The Company’s debt instruments are as follows (in thousands):

 

     June 30,
2012
     December 31,
2011
 

Term note payable—domestic(a)

   $ 285,000       $ 292,500   

Revolving line of credit—domestic(a)

     85,000         125,000   

Swing line of credit – foreign (a)

     28,111         —     

Other debt (c)

     17,712         1,283   
  

 

 

    

 

 

 

Total notes payable and other obligations

     415,823         418,783   

Securitization facility(b)

     325,000         280,000   
  

 

 

    

 

 

 

Total notes payable, credit agreements and Securitization Facility

   $ 740,823       $ 698,783   
  

 

 

    

 

 

 

Current portion

   $ 454,873       $ 420,354   

Long-term portion

     285,950         278,429   
  

 

 

    

 

 

 

Total notes payable, credit agreements and Securitization Facility

   $ 740,823       $ 698,783   
  

 

 

    

 

 

 

 

(a)

The Company entered into a $300 million term loan and a $600 million revolving line of credit on June 22, 2011. The revolving line of credit contains a $20 million sublimit for letters of credit, a $20 million sublimit for swing line loans and a sublimit for multicurrency borrowings in Euros, Sterling and Japanese Yen. Proceeds from this new credit facility were used to retire the Company’s indebtedness under its 2005 Credit Facility and CCS Credit Facility, as described below. On March 13, 2012, the Company entered into the first amendment to the Credit Agreement. This Amendment added two United Kingdom entities as designated borrowers and added a $110 million foreign currency swing line of credit sub facility under the existing revolver, which allows for alternate currency borrowing on the swing line. Interest ranges from the sum of the Base Rate plus 0.25% to 1.25% or the Eurodollar Rate plus 1.25% to 2.25%. The term note is payable in quarterly installments and is due on the last business day of each March, June, September, and December with the final principal payment due in June 2016. Borrowings on the revolving line of credit are repayable at our option of one, two, three or six months after borrowing, depending on the term of the borrowing on the facility. Borrowings on the foreign swing line of credit are due no later than ten business days after such loan is made. This facility is referred to as the Credit Facility. Principal payments of $7.5 million were made on the term loan during the six months ended June 30, 2012.
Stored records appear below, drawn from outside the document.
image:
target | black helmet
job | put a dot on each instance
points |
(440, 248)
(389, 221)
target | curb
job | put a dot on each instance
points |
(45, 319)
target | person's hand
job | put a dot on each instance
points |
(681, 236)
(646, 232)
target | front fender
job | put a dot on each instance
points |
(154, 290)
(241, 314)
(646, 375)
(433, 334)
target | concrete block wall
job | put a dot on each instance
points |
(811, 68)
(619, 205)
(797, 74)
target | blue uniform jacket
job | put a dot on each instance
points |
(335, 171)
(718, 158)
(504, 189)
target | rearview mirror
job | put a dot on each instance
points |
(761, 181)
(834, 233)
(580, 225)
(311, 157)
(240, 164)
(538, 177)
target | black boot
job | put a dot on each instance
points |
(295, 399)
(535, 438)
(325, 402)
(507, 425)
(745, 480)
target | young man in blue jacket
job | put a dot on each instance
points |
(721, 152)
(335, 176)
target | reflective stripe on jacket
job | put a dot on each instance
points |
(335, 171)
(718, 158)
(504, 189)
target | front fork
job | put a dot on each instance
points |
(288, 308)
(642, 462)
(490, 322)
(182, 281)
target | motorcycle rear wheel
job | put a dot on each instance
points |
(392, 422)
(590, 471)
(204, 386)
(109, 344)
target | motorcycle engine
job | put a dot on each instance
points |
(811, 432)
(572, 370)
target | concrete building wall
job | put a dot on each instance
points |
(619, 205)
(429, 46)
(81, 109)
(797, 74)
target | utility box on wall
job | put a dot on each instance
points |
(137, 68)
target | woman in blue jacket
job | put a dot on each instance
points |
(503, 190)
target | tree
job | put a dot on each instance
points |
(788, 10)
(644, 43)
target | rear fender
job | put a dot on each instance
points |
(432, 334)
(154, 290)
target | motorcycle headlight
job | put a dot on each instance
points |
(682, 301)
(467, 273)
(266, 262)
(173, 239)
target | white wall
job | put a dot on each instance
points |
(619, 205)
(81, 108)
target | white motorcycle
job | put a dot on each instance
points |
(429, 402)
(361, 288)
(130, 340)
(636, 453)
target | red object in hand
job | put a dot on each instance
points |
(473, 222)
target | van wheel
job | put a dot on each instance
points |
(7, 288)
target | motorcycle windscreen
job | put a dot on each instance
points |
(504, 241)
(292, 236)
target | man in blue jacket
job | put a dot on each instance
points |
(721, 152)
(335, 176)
(b) The Company is party to a receivables purchase agreement (Securitization Facility) that was amended and restated for the fourth time as of October 29, 2007 and which has been amended seven times since then to add or remove purchasers, extend the facility termination date and remove all financial covenants. The current purchase limit under the Securitization Facility is $500 million. The Securitization Facility was amended for the seventh time on February 6, 2012 to add a new purchaser and extend the facility termination date to February 4, 2013. There is a program fee equal to the Commercial Paper Rate of 0.28%, plus 0.75% as of June 30, 2012. The unused facility fee is payable at a rate of 0.35% per annum as of June 30, 2012. The Securitization Facility provides for certain termination events, which includes nonpayment, upon the occurrence of which the administrator may declare the facility termination date to have occurred, may exercise certain enforcement rights with respect to the receivables, and may appoint a successor servicer, among other things.
(c) In connection with the Company’s acquisition of a Russian fuel card company, there is a final payment of $11.3 million due on December 15, 2013. The Company also is party to another acquisition agreement that includes contingent earn-out payments of $4.9 million, which is payable in three installments in December 2012, November 2013 and May 2016.